Cubase 8.5 strange real-time peaks

I have Cubase 8.5.30 on Windows 10 and It’s been working perfectly for years. In the last 6-8 months or so I started to get some weird real-time peaks and cracks while playing audio or recording. At first I thought it was just temporary or had something to do with my old HD-drive where some of the sessions were. I moved all the sessions to SSD, but it didn’t help.

Now I’ve been trying to get to the bottom of this with no luck:

  • I checked and update my motherboard drivers
  • Checked and updated my sound card drivers
  • Tried different usb ports for my sound card
  • Bought a new sound card (!)
  • Tried repairing the installation of Cubase
  • Tried booting in safemode to see if there’s a background app disturbing Cubase

Nothing of the above helps.

I realized it was not about sound card and tested 3 other DAWS. None of them have the issue. The problem only appears when using Cubase.

The problem seems to be present all the time regardless of the size of the project or plugins used etc. If I start a new Cubase project with only a master track, no plugins, no audio tracks - nohting, the real-time peaks are overloading all the time. The only thing that helps a little is setting up the buffer size, but it’s till acting weird and making recording impossible. And before the problem appeared I could easily use quite low buffersize with no problems what so ever.

Things that might affect this is that I bought a new CPU (Ryzen 7 3700x) and GPU (Nvidia GeForce GTX 1070 Ti). How ever I haven’t found any clues that they would be causing the problem.

I’m clueless. I’ve been using Cubase since 2003 and never seen anything like this.

Any idea what this could be and what should / could I do?

Have you tried running latency mon to see if this shows anything? What about running windows ultimate power scheme?

Over the last 30 or 40! years, 99% of my Cubase hardware issues have been due to the system hogging the PCI bus with video oriented calls.
NVidia, Ryzen,and even Microsoft only seem to address VIDEO speed,
so as a result even the “performance” modes just give more bus time to the video card. ( PCI Latency )
In the old days, the first suggestion was to disable video hardware acceleration.
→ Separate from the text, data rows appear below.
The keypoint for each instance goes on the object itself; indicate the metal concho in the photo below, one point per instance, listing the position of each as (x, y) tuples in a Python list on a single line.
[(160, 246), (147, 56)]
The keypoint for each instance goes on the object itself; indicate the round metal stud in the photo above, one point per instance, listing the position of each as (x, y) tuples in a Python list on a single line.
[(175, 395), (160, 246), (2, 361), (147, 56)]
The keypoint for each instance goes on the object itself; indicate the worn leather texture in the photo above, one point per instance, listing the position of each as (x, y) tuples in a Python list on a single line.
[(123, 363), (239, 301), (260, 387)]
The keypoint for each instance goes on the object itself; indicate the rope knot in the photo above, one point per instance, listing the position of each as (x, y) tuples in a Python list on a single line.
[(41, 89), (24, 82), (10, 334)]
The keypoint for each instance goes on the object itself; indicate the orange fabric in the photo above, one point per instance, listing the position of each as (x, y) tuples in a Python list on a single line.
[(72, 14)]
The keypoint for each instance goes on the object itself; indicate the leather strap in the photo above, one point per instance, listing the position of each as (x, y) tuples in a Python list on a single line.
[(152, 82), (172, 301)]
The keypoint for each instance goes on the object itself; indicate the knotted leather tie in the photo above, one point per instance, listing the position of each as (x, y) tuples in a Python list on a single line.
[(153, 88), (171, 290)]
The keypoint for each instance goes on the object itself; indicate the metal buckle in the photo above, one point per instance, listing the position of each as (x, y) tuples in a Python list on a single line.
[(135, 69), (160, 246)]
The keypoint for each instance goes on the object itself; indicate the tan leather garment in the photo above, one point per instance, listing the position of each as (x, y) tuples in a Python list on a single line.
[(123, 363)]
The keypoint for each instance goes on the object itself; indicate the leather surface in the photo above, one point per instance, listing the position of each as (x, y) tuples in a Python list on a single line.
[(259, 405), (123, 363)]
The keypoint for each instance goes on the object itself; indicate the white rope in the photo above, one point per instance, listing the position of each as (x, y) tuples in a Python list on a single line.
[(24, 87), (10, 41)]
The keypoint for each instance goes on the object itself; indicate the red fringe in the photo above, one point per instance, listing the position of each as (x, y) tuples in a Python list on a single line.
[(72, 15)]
These days, options like that are inaccessible to the user,
so we just have to Google each other’s posts until someone stumbles upon a solution.
I suggest using the PCI Latency Monitor, and disable the items that are taking up too much bus time.(If you can!)
Possibilities are: video card settings, wifi/ethernet card, or even Ryzen CPU utilities, although that can quickly get into the deep weeds.
Check out the PCI Latency Monitor, and good luck from there!